Chapitre 2

Par LaureV

Machinalement, 470203213 tendit le bras pour éteindre son réveil et tout aussi machinalement se rendormit. Il ne se réveilla qu’une heure plus tard au son des braillements de 17896210, sursauta, étouffa un juron et dévala l’escalier en pestant pour rejoindre son collègue.

 

“Réveil difficile ? Comme d’hab’ hein ? Sans moi tu aurais encore été à l’amende ! Pérora le gros et gras 1789.

-Ouais, ouais, sans toi, ça fait longtemps qu’ j’aurais plus de salaire ! T’as une clope ?
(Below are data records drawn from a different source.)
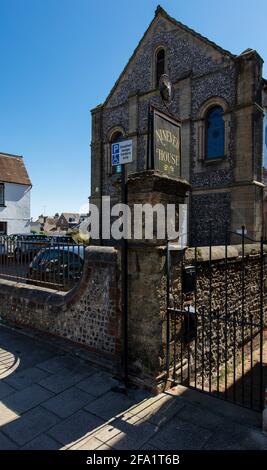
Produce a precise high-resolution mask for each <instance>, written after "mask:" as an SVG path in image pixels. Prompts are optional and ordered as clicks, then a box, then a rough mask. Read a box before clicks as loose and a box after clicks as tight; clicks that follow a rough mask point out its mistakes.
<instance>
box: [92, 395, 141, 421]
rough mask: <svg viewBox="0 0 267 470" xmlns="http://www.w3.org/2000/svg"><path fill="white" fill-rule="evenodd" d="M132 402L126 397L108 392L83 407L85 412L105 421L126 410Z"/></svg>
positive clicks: (127, 409)
mask: <svg viewBox="0 0 267 470" xmlns="http://www.w3.org/2000/svg"><path fill="white" fill-rule="evenodd" d="M133 404H134V401H133V400H131V399H130V398H128V397H127V396H126V395H124V394H122V393H118V392H112V391H108V392H107V393H105V394H104V395H102V396H101V397H99V398H97V399H95V400H94V401H93V402H91V403H89V405H87V406H85V410H87V411H89V412H90V413H92V414H94V415H96V416H99V417H100V418H103V419H105V420H109V419H110V418H112V417H115V416H116V415H118V414H119V413H123V412H124V411H126V410H128V408H130V407H131V406H132V405H133Z"/></svg>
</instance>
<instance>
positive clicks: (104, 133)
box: [90, 7, 266, 245]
-Aye Aye ! Mais tu devrais t’abstenir camarade 470, tu sais combien cette mauvaise habitude  nuit à ta santé, plaisanta 1789 en fouillant dans ses poches. Surtout quand on a déjà commencé la journée en sautant le petit déjeuner, la douche et l’exercice matinal ! Tu mets ta santé en danger 470 ! “La santé fait le sous-homme” ! “Jogging tous les matins, santé d’airain” !

-Oh la ferme !”

1789 éclata d’un rire franc en lui tendant une cigarette et en plantant crânement une entre ses lèvres grasses puis attendit qu’il ait fini de se battre avec le briquet et sa flamme minable :  

“T’es au courant pour 5678 ?

-De quoi?

-Il est....”

 

La fin de sa phrase s’évapora dans le dernier souffle de ses lèvres adipeuses. Ses genoux se plièrent sous son poids certain, sa tête retomba mollement vers son torse et la masse flasque de son corps trop lourd chuta toute entière dans la rigole.

 

470 leva les yeux puis, comprenant, les baissa vers le macchabée. Il finit d’allumer sa cigarette, rangea le briquet et jeta un œil au cadavre. 1789 était le sous-homme le plus massif qu’il connaisse. Le Dodu, c’était son surnom. 470 était déjà en retard et aurait dû se presser, mais le corps de son camarade d’enfance était monstrueux et il ne put s’empêcher d’en tapoter du pied la masse inerte. La graisse se mit à danser sous la peau en cercles concentriques jusqu’à mettre en branle tout le corps et l’eau du caniveau dans laquelle il baignait.

 

Le salut éraillé de 1001018 le tira seulement de sa fascination morbide et de son petit amusement malsain.

“Il est mort ?

-Ouais.

-Pourquoi ?

-Il a juste fini.

-ça arrive. 5678 aussi.

-Comme ça ?

-Non, de colère. S’il n’était pas mort, il ne se souviendrait même plus pourquoi il s’est énervé.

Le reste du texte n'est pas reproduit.